Weather troubles ahead for both coasts in the coming week while temperatures continue slow, steady warming across the country’s interior
Quiet as the weather has been and is likely to continue across the nation’s mid-section, a far more active weather regime is now or will soon be battering residents of the East Coast, from the Delmarva Peninsula and North Carolina south to Florida’s Atlantic coast and in the Pacific Northwest.
Of most immediate concern are the northeast winds, pounding surf and elevated tides already responsible for producing flooding at times of high tide along sections of the East Coast, from the Outer Banks of North Carolina south to Florida’s east coast. Astronomical high tides related to the New Moon are exacerbating the situation.
The beach at St. Augustine in northeast Florida all but disappeared as high tide hit Thursday—and the meteorological assault by wind, wave and rain isn’t close to being over.
A sprawling Canadian high pressure responsible for the persistent northeast flow is to remain locked in place into next week. The development of a storm system well to the east of the Florida coast over the weekend and into next week will only enhance these winds.
Powerful northeast winds and the battering surf and elevated tides that build in a weather pattern like this one may have another 4 to 5 days to run. If true, serious damage is likely to be done to a coastline whose residents are already reeling from the assault from Sandy and the nor-easter which followed.
The Pacific Northwest is the other region of the country bracing for weather troubles in the coming week. These include wind, rain, pounding seas and heavy mountain snowfall, predicted to be measured in feet. A string of storms sinking southward out of the Gulf of Alaska are to lambaste that region, one after another, in the coming week. Local 4 to 8 inch rain totals are possible.
Leonid meteor shower to occur Friday night in a moonless environment increasing prospects for good viewing
With moonlight absent Friday night, all is GO for viewing this year’s Leonid meteor shower, providing cloud cover isn’t too extensive. Prospects for meteors rise later tonight through daybreak Saturday. Astronomers estimate ten to 15 may occur each hour at the showers’ peak before Saturday’s sunrise.

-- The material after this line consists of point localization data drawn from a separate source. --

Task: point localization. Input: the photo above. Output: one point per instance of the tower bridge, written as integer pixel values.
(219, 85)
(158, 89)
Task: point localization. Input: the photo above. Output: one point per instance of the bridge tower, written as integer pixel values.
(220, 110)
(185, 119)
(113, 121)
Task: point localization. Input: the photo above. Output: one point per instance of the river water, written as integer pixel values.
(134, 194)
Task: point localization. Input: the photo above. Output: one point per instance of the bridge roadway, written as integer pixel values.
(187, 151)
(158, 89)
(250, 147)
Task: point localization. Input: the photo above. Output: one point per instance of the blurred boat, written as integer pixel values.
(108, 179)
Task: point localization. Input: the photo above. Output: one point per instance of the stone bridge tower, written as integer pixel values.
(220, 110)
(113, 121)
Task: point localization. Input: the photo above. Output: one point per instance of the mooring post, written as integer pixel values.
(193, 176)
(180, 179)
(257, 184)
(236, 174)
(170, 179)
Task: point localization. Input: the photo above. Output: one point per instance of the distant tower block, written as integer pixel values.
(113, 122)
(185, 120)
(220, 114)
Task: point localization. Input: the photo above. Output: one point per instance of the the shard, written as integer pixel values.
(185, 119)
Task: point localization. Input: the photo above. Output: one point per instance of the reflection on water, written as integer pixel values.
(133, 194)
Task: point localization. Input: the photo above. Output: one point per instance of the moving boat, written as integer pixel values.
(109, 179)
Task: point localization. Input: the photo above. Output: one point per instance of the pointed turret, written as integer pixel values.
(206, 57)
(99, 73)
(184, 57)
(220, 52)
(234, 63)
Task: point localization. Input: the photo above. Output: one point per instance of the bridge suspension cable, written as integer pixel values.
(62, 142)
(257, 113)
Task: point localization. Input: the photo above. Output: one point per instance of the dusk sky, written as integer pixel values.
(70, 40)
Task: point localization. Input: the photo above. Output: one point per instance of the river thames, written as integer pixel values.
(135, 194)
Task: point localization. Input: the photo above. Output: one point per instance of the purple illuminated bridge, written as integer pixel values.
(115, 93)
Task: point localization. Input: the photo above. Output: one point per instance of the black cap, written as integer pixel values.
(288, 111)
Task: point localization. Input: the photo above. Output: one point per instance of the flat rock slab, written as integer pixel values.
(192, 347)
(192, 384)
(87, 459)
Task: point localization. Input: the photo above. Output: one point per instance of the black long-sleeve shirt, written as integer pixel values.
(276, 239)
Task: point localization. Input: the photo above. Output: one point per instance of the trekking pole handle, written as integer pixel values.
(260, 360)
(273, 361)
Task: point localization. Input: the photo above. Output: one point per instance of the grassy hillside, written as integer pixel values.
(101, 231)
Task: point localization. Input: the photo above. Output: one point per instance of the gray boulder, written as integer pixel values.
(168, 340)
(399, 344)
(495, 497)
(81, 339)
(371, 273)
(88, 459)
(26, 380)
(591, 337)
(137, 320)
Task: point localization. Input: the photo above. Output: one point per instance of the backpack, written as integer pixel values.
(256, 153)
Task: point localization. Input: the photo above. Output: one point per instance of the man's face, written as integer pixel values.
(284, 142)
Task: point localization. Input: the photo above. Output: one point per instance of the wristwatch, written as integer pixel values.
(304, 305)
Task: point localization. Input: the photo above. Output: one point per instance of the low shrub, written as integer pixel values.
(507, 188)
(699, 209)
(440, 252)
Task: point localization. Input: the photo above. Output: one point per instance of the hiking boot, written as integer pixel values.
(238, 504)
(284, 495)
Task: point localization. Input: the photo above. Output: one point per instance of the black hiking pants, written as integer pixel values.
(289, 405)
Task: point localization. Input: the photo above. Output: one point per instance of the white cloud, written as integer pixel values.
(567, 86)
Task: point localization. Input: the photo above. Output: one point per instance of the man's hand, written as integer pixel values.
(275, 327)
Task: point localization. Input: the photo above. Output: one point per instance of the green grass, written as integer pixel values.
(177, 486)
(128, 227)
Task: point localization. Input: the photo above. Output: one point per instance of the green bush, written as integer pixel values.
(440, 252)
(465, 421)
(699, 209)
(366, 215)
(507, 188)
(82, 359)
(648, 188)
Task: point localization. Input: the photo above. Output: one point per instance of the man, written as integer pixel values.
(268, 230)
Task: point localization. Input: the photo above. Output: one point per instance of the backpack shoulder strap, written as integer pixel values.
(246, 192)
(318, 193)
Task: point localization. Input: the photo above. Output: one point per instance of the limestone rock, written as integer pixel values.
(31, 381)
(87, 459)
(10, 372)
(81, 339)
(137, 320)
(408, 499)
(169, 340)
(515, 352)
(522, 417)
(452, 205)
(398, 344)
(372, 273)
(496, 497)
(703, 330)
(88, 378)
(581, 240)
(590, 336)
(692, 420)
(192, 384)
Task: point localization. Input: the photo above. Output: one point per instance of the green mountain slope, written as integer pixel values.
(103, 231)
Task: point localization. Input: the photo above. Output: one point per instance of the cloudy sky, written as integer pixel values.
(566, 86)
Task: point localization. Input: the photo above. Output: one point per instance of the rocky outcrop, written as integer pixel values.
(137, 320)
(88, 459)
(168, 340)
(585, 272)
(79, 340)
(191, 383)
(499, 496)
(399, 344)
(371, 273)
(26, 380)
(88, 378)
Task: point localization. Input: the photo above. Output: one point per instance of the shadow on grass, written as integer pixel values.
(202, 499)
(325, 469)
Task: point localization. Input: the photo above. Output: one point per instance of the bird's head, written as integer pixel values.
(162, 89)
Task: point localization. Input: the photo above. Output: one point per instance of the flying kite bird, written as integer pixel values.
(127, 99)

Chicago could be headed for the first 60+degree Thanksgiving (next Thursday) in 14 years
The slow warming trend currently underway may culminate in rare late season 60-degree temperatures Wednesday and for Thanksgiving on Thursday.
Only nine other Thanksgivings have seen 60-degree or higher temperatures here—the last of them 14 years ago.
Temps to dive after next week’s warmth
The warmth won’t last. A strong push of resurgent arctic air is hinted next weekend—strong cooling which is likely to continue into the following week.